Agencies well bid on buyback, month-end, trader says; supply to stay tight, strategist says

By Kenneth Lim

Boston, June 30 - Agency spreads tightened by about 2 to 5 basis points across the yield curve on Tuesday amid buybacks by the Federal Reserve Bank of New York and month-end activity, as the market closed the second quarter expecting supply to decline.

Agencies were "very well bid" on Tuesday as spreads contracted across the board, an agency trader said.

"We saw continued buying across the curve on the Fed buying program," the trader said. "We also saw month-end expansion, saw a lot of month end-related buying."

The New York Fed on Tuesday said it bought $1.2 billion of agency paper due 2016, 2017, 2018, 2030, 2031 and 2032.

Tightening quarter

The second quarter saw "pretty massive tightening" of spreads because of the Fed's buyback program and expectations of reducing portfolios at Freddie Mac and Fannie Mae, an agency strategist said.

In the first quarter, those two agencies had some large new issues, leading to a belief that they were bulking up their mortgage portfolios to push down mortgage rates, the strategist said. But the Fed buyback and rising delinquency rates have made it apparent that Freddie and Fannie are in no great need to raise funds, the strategist explained.

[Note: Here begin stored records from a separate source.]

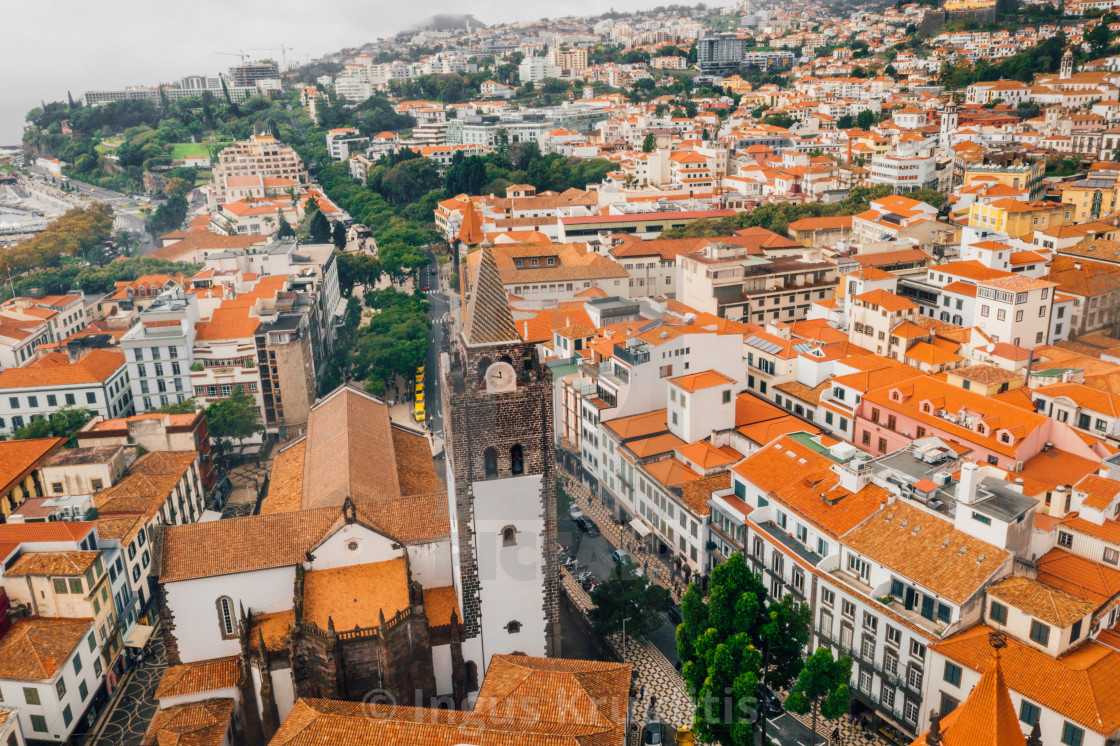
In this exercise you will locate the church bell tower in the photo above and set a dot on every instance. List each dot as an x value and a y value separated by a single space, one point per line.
497 406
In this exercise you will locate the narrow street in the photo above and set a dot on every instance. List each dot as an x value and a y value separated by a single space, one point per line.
132 709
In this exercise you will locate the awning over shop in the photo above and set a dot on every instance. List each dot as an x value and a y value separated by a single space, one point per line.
640 528
139 636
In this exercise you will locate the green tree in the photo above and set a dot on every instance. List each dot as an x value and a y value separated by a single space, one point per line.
124 240
319 227
63 423
782 641
822 687
627 595
338 234
782 120
234 417
718 646
285 230
356 268
168 216
185 407
1098 37
929 196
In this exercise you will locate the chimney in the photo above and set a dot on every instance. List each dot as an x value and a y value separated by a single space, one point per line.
970 479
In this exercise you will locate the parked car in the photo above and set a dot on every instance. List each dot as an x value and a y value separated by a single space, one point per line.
622 557
587 525
768 702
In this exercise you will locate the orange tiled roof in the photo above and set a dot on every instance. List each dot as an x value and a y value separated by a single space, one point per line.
986 718
802 479
694 382
36 647
198 677
636 426
1080 686
66 563
18 458
56 370
335 594
571 702
1037 599
1099 491
927 550
193 724
1081 577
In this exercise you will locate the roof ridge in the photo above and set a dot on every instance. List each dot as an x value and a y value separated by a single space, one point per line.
488 318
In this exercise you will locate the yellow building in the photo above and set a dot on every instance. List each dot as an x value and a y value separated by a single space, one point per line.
1091 198
1018 218
1017 176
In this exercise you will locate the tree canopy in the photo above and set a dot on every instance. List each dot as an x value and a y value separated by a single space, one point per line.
63 423
234 417
627 595
731 643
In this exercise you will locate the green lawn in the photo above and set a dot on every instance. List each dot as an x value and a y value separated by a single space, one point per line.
180 150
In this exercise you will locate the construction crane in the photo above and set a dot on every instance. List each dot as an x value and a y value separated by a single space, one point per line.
283 54
241 55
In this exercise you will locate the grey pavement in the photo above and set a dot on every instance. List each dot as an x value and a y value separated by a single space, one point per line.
130 714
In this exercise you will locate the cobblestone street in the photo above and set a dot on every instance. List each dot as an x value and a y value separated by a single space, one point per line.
621 538
132 711
654 671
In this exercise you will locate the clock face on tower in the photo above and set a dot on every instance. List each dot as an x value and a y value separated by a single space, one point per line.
500 378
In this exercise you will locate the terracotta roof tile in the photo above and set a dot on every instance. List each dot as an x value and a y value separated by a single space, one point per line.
927 550
986 718
35 647
18 458
356 595
68 563
1081 577
1100 492
1080 686
1038 599
572 703
799 477
488 319
56 370
199 677
194 724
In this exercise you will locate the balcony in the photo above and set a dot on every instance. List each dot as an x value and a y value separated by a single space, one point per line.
782 537
893 679
632 356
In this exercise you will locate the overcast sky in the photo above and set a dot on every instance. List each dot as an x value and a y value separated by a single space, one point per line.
54 46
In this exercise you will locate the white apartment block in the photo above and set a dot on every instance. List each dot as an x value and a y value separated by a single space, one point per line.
96 381
159 351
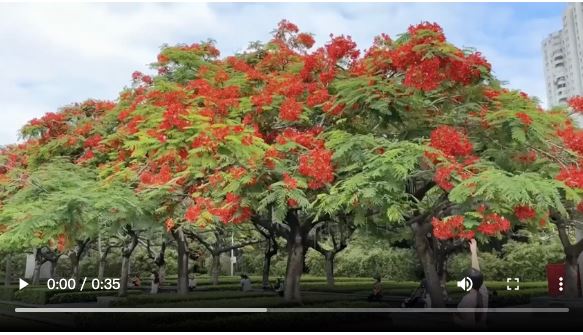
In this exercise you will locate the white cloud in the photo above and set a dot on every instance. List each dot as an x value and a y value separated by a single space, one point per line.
53 55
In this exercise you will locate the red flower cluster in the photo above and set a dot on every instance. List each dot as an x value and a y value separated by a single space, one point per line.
162 177
92 141
524 118
426 72
290 110
340 47
527 157
230 212
317 165
493 224
576 103
524 212
451 227
572 137
572 176
306 40
169 224
450 141
306 139
290 181
139 77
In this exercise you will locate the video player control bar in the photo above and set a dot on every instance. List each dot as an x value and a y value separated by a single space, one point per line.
290 310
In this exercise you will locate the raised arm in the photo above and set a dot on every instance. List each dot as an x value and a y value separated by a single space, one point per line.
474 251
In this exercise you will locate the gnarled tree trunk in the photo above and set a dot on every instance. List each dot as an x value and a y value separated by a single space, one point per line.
126 253
8 270
38 262
329 267
270 251
183 255
215 268
426 256
295 260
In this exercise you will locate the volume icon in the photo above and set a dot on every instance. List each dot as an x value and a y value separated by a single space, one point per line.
465 284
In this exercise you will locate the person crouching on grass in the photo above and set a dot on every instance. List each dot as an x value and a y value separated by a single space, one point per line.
476 298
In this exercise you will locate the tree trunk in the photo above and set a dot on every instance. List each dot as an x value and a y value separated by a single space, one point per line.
442 273
38 262
125 273
216 268
183 255
266 269
425 254
571 277
295 260
329 268
53 267
101 269
8 271
162 273
75 268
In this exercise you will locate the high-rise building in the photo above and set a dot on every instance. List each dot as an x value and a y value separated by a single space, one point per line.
563 57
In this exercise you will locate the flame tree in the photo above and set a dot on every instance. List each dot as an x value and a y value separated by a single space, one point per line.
414 132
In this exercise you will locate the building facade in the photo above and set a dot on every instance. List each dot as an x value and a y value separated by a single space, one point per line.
563 58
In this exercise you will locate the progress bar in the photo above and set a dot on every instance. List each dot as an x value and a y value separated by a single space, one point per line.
290 310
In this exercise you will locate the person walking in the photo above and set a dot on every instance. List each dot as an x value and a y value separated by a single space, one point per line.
476 298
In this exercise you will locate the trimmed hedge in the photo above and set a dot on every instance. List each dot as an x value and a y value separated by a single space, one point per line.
7 293
172 298
86 296
37 295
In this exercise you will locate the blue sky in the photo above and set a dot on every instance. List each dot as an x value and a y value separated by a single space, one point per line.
57 54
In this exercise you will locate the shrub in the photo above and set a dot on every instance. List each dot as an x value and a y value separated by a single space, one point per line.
88 296
37 295
360 261
7 293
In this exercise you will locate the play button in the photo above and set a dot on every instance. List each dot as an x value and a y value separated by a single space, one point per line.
23 284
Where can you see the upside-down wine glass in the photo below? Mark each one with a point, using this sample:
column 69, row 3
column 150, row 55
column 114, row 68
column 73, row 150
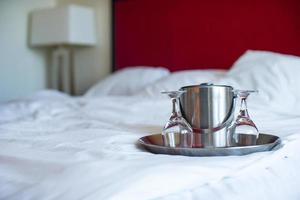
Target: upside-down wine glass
column 243, row 129
column 177, row 132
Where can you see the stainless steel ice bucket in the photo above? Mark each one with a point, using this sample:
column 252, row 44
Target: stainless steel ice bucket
column 209, row 109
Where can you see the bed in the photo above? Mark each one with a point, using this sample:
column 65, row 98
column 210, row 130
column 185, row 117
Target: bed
column 54, row 146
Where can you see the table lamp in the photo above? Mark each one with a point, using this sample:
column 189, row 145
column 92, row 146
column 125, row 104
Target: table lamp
column 63, row 28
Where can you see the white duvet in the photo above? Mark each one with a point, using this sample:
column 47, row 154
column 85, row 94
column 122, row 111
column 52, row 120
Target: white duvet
column 57, row 147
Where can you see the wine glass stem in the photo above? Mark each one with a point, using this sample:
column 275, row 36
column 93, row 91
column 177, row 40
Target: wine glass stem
column 175, row 108
column 243, row 109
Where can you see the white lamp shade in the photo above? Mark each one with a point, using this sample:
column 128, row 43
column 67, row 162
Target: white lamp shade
column 67, row 25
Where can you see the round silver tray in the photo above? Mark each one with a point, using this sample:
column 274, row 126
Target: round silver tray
column 265, row 142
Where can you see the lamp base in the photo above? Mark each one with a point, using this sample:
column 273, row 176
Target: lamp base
column 62, row 71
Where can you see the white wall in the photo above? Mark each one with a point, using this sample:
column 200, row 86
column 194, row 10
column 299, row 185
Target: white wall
column 94, row 63
column 22, row 69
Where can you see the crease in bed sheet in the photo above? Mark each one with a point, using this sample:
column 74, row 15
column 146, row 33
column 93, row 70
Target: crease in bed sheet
column 86, row 149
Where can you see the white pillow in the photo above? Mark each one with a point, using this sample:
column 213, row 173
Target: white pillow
column 276, row 76
column 179, row 79
column 127, row 81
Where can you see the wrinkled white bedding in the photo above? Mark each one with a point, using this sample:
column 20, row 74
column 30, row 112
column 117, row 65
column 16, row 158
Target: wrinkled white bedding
column 57, row 147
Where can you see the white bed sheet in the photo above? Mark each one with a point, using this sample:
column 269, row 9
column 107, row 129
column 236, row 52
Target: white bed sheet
column 57, row 147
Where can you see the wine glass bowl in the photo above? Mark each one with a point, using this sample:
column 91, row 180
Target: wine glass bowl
column 177, row 132
column 244, row 130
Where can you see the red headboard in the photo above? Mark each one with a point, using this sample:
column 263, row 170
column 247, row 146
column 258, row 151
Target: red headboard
column 198, row 34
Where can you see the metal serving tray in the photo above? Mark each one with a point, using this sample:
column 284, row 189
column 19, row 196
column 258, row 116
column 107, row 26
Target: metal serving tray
column 265, row 142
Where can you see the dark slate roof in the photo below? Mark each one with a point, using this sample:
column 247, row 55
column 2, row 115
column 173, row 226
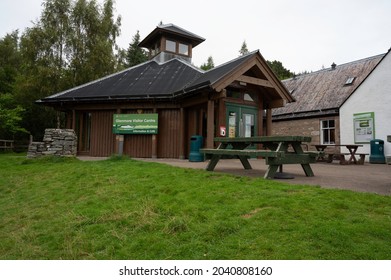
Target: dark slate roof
column 324, row 91
column 172, row 29
column 147, row 80
column 215, row 74
column 175, row 78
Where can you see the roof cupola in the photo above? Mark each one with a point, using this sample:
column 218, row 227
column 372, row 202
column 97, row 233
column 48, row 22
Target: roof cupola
column 169, row 41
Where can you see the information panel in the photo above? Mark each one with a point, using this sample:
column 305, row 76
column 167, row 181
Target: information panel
column 135, row 124
column 364, row 127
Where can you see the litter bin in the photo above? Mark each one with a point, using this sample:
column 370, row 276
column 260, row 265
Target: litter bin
column 196, row 142
column 377, row 151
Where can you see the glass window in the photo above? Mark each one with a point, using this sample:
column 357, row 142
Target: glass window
column 183, row 49
column 327, row 135
column 170, row 46
column 234, row 94
column 248, row 97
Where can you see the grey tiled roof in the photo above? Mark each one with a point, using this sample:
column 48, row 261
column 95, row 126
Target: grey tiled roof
column 325, row 90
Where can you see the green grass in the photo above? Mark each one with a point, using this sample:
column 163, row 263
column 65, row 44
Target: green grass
column 125, row 209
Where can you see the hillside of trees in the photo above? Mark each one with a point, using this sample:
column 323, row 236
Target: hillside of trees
column 73, row 42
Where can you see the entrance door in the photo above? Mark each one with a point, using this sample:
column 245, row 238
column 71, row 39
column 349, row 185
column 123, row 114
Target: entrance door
column 242, row 120
column 83, row 129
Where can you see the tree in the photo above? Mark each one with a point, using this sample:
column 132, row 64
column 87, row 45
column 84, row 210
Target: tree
column 208, row 65
column 10, row 117
column 281, row 72
column 9, row 61
column 93, row 41
column 135, row 55
column 243, row 50
column 72, row 43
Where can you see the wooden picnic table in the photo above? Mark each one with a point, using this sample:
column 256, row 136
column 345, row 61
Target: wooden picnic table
column 275, row 151
column 352, row 148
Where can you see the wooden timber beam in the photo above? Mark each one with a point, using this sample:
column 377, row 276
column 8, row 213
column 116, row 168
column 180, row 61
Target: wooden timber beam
column 255, row 81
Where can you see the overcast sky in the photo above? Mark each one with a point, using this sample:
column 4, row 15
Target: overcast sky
column 302, row 34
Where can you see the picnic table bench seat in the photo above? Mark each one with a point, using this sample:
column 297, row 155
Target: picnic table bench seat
column 342, row 159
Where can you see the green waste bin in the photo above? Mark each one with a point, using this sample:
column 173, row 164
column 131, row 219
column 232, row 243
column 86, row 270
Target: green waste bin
column 196, row 142
column 377, row 151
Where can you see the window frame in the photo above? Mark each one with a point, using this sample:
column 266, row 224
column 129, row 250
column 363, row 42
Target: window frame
column 330, row 130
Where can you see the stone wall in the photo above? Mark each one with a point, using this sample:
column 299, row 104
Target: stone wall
column 56, row 142
column 304, row 127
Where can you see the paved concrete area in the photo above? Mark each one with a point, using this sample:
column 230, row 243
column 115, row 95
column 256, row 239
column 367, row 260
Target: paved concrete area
column 374, row 178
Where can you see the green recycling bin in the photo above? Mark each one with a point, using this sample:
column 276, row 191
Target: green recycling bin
column 196, row 142
column 377, row 151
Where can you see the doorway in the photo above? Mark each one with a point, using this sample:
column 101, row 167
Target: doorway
column 83, row 130
column 241, row 120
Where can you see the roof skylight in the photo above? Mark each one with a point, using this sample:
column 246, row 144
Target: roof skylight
column 349, row 81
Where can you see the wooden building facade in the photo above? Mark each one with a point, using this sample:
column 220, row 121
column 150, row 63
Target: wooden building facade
column 233, row 99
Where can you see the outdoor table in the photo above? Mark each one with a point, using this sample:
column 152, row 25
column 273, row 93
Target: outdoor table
column 276, row 155
column 351, row 147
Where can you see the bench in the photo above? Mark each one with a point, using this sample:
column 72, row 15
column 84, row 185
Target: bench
column 6, row 144
column 243, row 155
column 272, row 158
column 342, row 159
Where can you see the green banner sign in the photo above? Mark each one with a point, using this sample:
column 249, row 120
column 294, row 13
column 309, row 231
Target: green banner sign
column 135, row 124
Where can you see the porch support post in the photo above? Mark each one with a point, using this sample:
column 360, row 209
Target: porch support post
column 117, row 138
column 74, row 119
column 154, row 140
column 269, row 122
column 182, row 134
column 210, row 124
column 260, row 118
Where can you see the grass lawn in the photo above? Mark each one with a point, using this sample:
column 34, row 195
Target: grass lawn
column 126, row 209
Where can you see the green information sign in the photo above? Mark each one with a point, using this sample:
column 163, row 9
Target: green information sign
column 135, row 123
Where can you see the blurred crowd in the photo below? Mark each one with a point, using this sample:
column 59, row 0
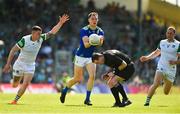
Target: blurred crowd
column 120, row 27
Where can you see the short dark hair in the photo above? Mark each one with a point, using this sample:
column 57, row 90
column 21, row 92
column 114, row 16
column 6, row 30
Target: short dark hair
column 36, row 28
column 92, row 14
column 96, row 56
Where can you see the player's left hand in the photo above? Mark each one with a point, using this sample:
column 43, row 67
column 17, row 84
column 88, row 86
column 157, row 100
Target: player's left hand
column 63, row 19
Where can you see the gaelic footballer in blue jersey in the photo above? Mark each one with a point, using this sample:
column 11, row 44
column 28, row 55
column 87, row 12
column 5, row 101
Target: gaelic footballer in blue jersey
column 29, row 45
column 83, row 57
column 169, row 51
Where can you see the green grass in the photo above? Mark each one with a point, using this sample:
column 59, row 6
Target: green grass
column 49, row 104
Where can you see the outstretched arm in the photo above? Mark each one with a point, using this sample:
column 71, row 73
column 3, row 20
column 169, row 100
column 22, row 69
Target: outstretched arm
column 150, row 56
column 56, row 28
column 7, row 67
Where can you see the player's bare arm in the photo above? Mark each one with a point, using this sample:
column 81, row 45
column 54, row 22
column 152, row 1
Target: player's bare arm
column 150, row 56
column 7, row 67
column 122, row 66
column 175, row 62
column 101, row 40
column 86, row 42
column 62, row 19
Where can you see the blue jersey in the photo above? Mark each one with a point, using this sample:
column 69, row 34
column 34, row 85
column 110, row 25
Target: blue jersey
column 86, row 31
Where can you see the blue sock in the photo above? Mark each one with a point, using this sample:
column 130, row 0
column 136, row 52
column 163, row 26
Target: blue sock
column 65, row 90
column 88, row 93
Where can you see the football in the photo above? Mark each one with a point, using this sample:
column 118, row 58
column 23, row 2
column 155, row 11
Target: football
column 94, row 39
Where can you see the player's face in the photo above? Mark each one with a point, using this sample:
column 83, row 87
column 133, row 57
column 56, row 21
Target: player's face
column 170, row 33
column 36, row 35
column 93, row 20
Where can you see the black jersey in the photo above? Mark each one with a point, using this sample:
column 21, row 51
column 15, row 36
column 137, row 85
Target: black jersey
column 114, row 58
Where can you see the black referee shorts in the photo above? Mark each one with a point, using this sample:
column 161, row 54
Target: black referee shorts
column 127, row 72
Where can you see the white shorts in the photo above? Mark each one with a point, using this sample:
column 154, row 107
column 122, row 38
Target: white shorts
column 82, row 61
column 20, row 68
column 167, row 73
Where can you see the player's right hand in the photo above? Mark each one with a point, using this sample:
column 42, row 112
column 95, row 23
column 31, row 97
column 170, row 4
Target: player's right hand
column 6, row 68
column 143, row 58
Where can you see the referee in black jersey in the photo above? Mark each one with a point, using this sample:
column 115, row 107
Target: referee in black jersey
column 123, row 69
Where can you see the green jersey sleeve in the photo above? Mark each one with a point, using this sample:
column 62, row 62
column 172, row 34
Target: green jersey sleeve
column 21, row 43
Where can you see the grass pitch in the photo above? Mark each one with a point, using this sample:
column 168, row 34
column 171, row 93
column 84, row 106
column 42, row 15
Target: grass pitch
column 50, row 104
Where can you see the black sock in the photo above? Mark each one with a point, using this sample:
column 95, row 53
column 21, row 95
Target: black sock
column 121, row 90
column 116, row 95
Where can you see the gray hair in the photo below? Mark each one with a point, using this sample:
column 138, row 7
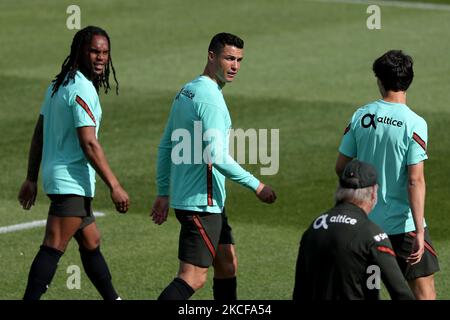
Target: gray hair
column 353, row 195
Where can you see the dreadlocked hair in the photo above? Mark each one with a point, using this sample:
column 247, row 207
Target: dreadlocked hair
column 73, row 61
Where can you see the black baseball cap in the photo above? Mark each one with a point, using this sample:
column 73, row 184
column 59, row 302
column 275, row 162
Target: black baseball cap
column 357, row 175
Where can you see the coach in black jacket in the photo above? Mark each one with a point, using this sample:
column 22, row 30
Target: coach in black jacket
column 343, row 254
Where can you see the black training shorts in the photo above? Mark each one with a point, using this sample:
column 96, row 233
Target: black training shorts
column 71, row 205
column 200, row 235
column 402, row 245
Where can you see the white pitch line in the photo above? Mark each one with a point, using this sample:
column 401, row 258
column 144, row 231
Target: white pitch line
column 399, row 4
column 33, row 224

"It's become obvious, as their delinquency rates continue to rise, that they don't need to raise as much," the strategist said. "They're still on the operating table. They're not ready to go out."

Declining supplies ahead

The amount of available agency paper is likely to continue to evaporate in the second half of the year, the strategist said.

Fannie Mae's scheduled Benchmark Notes announcement on July 8, if it is not skipped like the two in June, will probably be a small deal, the strategist said.

"Maybe they'll pass, maybe they won't, but it's probably going to be a $3 billion to $4 billion two- or three-year note or something like that," the strategist said.

The agencies will also be reducing their portfolio sizes, by 10% per year beginning 2010 to an eventual target of $250 billion each, as part of their coming under the conservatorship of the Treasury. And the end of the year could see supplies dry up at a hastened pace as lenders refinance their mortgages.

"I think we'll go into runoff mode before January, so that's going to be even more friendly for debt," the strategist said.

The days of growing portfolios to raise stock prices are also probably over at Freddie Mac and Fannie Mae, the strategist said.

"I don't think they're going to be running that way anymore," the strategist said.

Fed-supported demand

The Fed will continue to be the main demand driver as it buys back agency paper, the strategist said.

"Demand is really driven by the Fed's demand," the strategist said. "If the Fed said tomorrow they're not buying any more agencies, I think demand is going to fall off quite a bit."

But spreads can only tighten by so much, the strategist said. Shorter-term paper will probably hit a floor of about 10 basis points over Treasuries if Treasury yields remain low, beyond which investors will simply choose the safer option. If Treasury yields are higher, the spread floor will also increase.